CS 232

Assignment 4

Due: Friday, Oct. 13

Problem 1: The MYCIN system

Complete the questions in Lab #5 on the MYCIN system.

Problem 2: Forward-Chaining Reasoning in Rule-Based Systems

Part a: In this part of the problem, you will implement a Common LISP function to perform forward-chaining reasoning using a set of if-then rules for identifying animals. The following code file provides a starting point for this task: ~cs232/download/zoo.lisp. Each rule is stored in a structure that has three fields: num, if-clauses and then-clause. From the definition of the rule structure, the following functions are created automatically: make-rule, rule-num, rule-if-clauses and rule-then-clause. The function make-zoo-rules assigns the global variable *rules* to a list of 15 rule structures. The following expression illustrates the construction of the rule for identifying a penguin:

(make-rule :num 14
    :if-clauses '((? is a bird) (? does not fly)
                  (? swims) (? is black and white))
    :then-clause '(? is a penguin))

The zoo.lisp file also contains a global variable *assertions* that serves as the working memory that stores the initial assertions and any new assertions that are made during the reasoning process. There are four functions, make-stretch, make-swifty, make-splashy and make-sandy that assign *assertions* to an initial set of assertions for four animals. The ? in the if-clauses and then-clause of the rules is replaced with a name in the initial assertions created in these four functions. Each of these functions calls the function display-assertions, which prints the assertions currently stored on the *assertions* list.

Recall the English description of the algorithm for forward-chaining:

Loop through the rule base until no rule produces a new assertion
          or the goal is reached
      For each rule:
            Try to match each of the rule's antecendents by matching
               it to known facts in working memory
            If all the rule's antecendents are supported, assert each
               consequent unless there is an identical assertion
               already

The rule base for this problem does not distinguish rules that achieve a "goal", so the reasoning process can continue until no new assertions are generated during a loop through the rules. You should complete the function forward-chain whose skeleton appears in zoo.lisp. This function can refer to the list of rules stored in the global variable *rules*, and should update the global variable *assertions* as new assertions are created from the application of the rules. The forward-chain function can be implemented using recursion, and it is ok to write separate helper functions. forward-chain should keep track of the numbers of the rules that lead to new assertions, and print the numbers of these rules during each pass through the rule list. The following is a sample printout from an implementation of the forward-chain function:

> (make-zoo-rules)
...
> (make-stretch)
...
> (forward-chain)
Looping through the rules ... used rules (1 8 11) to add assertions
Looping through the rules ... no more assertions added
(STRETCH HAS HAIR)
(STRETCH CHEWS CUD)
(STRETCH HAS LONG LEGS)
(STRETCH HAS LONG NECK)
(STRETCH HAS TAWNY COLOR)
(STRETCH HAS LONG NECK)
(STRETCH IS A MAMMAL)
(STRETCH IS A GIRAFFE)
NIL

The built-in subsetp may be helpful in your definition of forward-chain. (subsetp list1 list2) returns T if all of the elements in list1 are contained in list2, and returns NIL otherwise. By default, the function eql is used to compare elements, but the :test keyword argument can be used to change the equality predicate used, similar to the member function. For example:

> (subsetp '(b c) '(a b c d))
T
> (subsetp '((a b) (d e)) '((a b) (c d) (d e)))
NIL
> (subsetp '((a b) (d e)) '((a b) (c d) (d e)) :test #'equal)
T

When complete, test your forward-chain function with the sample assertions created for each of the animals. Then set the *rules* list to its reverse and again run the forward-chain function with a sample set of assertions. How does the behavior change? What does this suggest about how you should order the rules in a rule base in order to increase the efficiency of forward chaining?
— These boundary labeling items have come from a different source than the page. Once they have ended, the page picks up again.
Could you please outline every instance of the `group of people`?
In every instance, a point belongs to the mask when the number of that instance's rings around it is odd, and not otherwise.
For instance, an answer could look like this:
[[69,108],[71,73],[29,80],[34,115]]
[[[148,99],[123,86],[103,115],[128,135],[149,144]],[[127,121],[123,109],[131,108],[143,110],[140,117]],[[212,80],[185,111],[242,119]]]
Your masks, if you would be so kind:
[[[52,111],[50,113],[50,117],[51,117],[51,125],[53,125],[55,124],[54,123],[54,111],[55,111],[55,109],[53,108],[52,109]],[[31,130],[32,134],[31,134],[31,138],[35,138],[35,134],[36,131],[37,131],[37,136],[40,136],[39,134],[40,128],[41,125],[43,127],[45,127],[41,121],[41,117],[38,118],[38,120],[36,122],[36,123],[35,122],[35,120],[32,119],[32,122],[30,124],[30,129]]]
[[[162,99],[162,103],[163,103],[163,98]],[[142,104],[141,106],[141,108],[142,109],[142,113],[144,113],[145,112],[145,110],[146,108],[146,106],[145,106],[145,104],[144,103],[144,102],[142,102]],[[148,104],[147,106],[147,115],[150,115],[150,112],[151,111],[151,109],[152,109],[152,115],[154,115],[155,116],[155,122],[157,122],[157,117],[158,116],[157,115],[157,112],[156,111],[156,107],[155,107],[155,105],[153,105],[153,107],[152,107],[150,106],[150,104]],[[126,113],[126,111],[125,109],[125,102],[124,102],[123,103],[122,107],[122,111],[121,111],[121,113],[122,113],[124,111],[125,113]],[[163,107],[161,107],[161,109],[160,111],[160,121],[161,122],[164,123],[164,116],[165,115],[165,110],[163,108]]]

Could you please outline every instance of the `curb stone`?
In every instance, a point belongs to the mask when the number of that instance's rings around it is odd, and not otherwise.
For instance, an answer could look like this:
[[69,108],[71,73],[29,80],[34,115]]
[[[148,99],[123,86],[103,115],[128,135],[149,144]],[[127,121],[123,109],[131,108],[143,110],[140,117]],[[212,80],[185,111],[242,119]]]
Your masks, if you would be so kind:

Part b: Software tools for creating large rule-based expert systems often contain a module that can examine a set of rules entered by the user to determine whether it is a "reasonable" set of rules. A large database of rules can be problematic, for example, if it contains inconsistency between two or more rules. It is valuable to have a software module that can check a database of rules automatically, and alert the user to potential problems. Elaborate on what aspects of a rule base could be problematic, and would therefore be valuable to detect by such a module. Where possible, illustrate the problem with an example.